台中関係の行方が気になるが、軍事評論家・田岡俊次氏は台湾有事は「百害あって一利もない戦争」だとし、統一でも独立でもない、台湾の現状維持が妥当だと解説する。田岡氏の著書『台湾有事 日本の選択』から一部を抜粋し、台中関係のこれまでと現状を前後編に分けて紹介。後編の今回は「次の脅威は日本」論にも目を向ける。

前編:「百害あって一利なし」台湾有事は避けられるか

統一でも、独立でもない方向性へ

蔣介石時代の「白色テロ」に怯えた「本省人」(第2次世界大戦前から台湾にいた人)が自由になれば、独立志向の民進党に傾くのは自然で、2000年の総統選挙で「本省人」で弁護士出身の陳水扁(ちん・すいへん)氏が勝った。

だが行政力が不十分で親族スキャンダルも続出、2004年の総統選挙では小差で辛勝した。

アメリカでは陳水扁氏が公的機関「中華郵政」の名があるのを「台湾郵政」に変更する「正名政策」など、中国を刺激する言動が多いことに危険を感じる論が出た。

当時アメリカは経済・財政上、中国との関係を重視していたから、コリン・パウエル国務長官は「『台湾関係法』ではアメリカは台湾防衛の義務を負っていない」「アメリカは1つの中国政策を堅持し、台湾独立を支持しない」などと演説し、陳水扁総統を牽制していた。
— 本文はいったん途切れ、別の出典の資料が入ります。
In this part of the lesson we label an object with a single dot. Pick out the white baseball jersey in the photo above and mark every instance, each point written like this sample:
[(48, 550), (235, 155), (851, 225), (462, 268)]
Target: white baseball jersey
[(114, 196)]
台湾では一時衰亡するかに見えた国民党が対中国関係の改善を唱えて支持を回復、香港生まれの「外省人」、アメリカで弁護士をしていた馬英九(ば・えいきゅう)氏が2008年の総統選挙で圧勝、中台間で直接の通信、通商、通航の「3通」を実施するなど、経済関係を一層高めて2012年に再選された。